In the process of attracting sales, businesses scout for leads, which are contacts that can possibly become buyers. The more aligned a lead is with your persona or target market, the more likely it’ll result in a sale. Leads are obtained through all sorts of channels, including subscribers to website content, attendees during events, and using social media profiles that match typical customer demographics.

However, not all leads are of the same quality. Although having a lot of leads is desirable in general, bad leads can end up wasting your resources and muddling your marketing, so it’s important to be able to distinguish which leads have the highest potential. These are the leads that you can pour more of your attention to — and get significant results.

Detecting a Good Lead.

The definition of a good lead is simple: the person with high potential to turn into a customer. However, detecting a good lead is another matter altogether.

A basic way to weed out bad leads is to check if the data given by the lead is valid. For example, leads with sensitive information such as phone numbers, company names, a company domain business email address are a good sign, while leads that give invalid values or only blanks for these would become lower priority.   

Lead Scoring.

Checking for valid data can work as an initial filter, but a more thorough method would be lead scoring. You literally assign each lead a score based on a set of criteria that your team decides on, and the leads with the highest scores are the best. The criteria generally revolve around two basic questions: how similar is the lead to past customers, and how engaged is the person with your product or service?

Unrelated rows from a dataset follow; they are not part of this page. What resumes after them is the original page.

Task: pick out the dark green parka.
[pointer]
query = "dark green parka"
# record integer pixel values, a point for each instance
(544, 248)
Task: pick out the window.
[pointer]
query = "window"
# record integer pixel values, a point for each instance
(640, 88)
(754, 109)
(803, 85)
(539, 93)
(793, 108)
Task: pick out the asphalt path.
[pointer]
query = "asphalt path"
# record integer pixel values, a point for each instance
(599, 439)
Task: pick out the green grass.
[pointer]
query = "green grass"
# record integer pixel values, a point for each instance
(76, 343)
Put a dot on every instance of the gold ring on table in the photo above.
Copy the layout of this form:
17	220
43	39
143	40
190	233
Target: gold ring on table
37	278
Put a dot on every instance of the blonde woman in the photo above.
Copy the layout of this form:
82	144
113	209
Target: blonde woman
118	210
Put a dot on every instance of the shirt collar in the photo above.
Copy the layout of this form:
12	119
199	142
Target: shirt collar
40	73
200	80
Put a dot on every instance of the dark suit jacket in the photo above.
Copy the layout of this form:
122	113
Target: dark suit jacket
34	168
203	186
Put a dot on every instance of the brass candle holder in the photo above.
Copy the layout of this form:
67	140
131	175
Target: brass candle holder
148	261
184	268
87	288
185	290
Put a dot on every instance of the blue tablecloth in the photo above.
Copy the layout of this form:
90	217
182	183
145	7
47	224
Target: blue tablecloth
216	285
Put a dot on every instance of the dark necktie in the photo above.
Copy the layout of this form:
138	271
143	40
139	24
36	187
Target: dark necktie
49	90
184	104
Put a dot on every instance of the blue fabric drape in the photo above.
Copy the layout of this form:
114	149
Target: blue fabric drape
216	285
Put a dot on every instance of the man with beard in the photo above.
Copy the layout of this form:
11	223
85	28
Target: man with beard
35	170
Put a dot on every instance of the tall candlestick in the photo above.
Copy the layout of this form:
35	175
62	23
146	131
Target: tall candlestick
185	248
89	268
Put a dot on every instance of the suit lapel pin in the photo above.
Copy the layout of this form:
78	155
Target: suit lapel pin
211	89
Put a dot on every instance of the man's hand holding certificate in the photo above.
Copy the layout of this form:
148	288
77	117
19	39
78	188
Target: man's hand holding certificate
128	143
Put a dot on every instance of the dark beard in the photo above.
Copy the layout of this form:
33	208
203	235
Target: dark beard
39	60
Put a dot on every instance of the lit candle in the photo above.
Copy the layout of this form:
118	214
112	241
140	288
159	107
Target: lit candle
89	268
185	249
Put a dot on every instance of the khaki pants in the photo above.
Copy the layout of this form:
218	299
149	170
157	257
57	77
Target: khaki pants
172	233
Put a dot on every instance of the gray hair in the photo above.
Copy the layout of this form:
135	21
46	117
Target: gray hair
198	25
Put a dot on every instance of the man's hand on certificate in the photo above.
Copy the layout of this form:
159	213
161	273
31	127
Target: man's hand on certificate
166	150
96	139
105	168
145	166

To gauge similarity, you can list down characteristics of the customer persona or those that consistently appear among your customers. If your clients are individuals, these can involve age, gender, and location, or number of employees and industry for companies. On the other hand, you can track engagement by observing the lead’s activity pattern. How do they interact with your business? Instead of characteristics, think about actions that indicate interest, such as opening emails, responding to phone calls, nor booking product demos.

Once you’ve gathered factors for both of these, assign weights to them, with the assumption that the highest total score for a lead would be 100. You can even boost the accuracy of your system by adding negative factors. These signal that a lead is less likely to buy, indicating disinterest or dissimilarity—for example, never opening any email from your business. To get a lead’s score, look at the factors that it checks off and add up their weights. No need to worry too about trading off efficiency for precision—with marketing tools such as Hubspot and ScopeLeads, the process is already automated, even to the point that you’ll receive notifications for high-scoring leads.

When you determine the quality of each lead, you can systematize your efforts and tweak your campaigns to appeal to the best. This will bring in more sales for less effort, taking your business to new levels if consistently applied.